Arenson teaches the history and memory of North America and the global 19th century. His work focuses on the cultural and political history of slavery, Civil War and Reconstruction, as well as the development of cities. Through his community-engaged learning courseSlavery in the Bronx (HIST 100), the class works with community partners, including the Hunts Point Slave Burial Ground Project and the Kingsbridge Historical Society, to explore how the history of slavery continues to reverberate in the borough.

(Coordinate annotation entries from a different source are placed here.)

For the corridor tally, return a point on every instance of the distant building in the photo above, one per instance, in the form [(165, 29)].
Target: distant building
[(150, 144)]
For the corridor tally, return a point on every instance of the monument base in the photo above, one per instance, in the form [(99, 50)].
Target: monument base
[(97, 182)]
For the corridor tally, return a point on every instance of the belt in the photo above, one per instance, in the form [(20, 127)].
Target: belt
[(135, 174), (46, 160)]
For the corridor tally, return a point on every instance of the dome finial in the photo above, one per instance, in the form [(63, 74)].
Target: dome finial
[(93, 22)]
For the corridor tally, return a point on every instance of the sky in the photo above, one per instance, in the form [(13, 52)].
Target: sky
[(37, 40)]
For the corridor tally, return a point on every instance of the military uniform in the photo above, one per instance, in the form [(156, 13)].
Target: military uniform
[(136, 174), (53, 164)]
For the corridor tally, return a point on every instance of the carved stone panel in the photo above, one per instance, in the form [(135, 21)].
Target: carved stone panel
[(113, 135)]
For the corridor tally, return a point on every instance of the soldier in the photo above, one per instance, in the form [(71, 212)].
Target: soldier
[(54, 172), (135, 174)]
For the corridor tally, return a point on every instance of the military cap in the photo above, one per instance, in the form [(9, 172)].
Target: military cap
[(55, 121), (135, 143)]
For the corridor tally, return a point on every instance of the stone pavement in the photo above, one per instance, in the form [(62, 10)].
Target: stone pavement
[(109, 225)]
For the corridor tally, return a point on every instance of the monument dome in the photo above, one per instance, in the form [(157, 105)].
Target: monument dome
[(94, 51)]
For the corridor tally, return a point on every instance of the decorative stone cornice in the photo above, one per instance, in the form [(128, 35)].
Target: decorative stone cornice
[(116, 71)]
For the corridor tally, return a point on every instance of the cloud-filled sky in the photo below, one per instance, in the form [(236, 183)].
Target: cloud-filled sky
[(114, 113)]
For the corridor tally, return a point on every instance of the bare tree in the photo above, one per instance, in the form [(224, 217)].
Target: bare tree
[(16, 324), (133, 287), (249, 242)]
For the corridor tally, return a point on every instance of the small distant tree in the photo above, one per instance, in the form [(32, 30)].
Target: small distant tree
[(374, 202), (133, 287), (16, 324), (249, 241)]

“He is known for bringing a Digital Arts and Humanities (DAsH) approach to his courses, both in the classroom and regarding the digital tools that his students use in their research, just as he uses digital tools in his own research,” Brower added. “In this respect, and others, Dr. Arenson is on the front edge of the new wave in humanities pedagogy, research and student post-graduation preparation.”
Arenson earned his bachelor’s degree from Harvard and Radcliffe Colleges and his M.A., M.Phil. and Ph.D. degrees from Yale University. In addition to his extensive scholarly publications, his writing has appeared in The New York Times, Washington PostandThe Atlantic, among others.
“It is a great honor to be awarded the Costello teaching award,” Arenson said. “Having heard about Brother Cas Gabe from his former colleagues and his niece and her family — and teaching in the same department that Brother Cas Gabe once taught — I feel particularly proud of this recognition of the innovation and care I put into my teaching.”
Plans for an award ceremony honoring Arenson will be announced at a future date.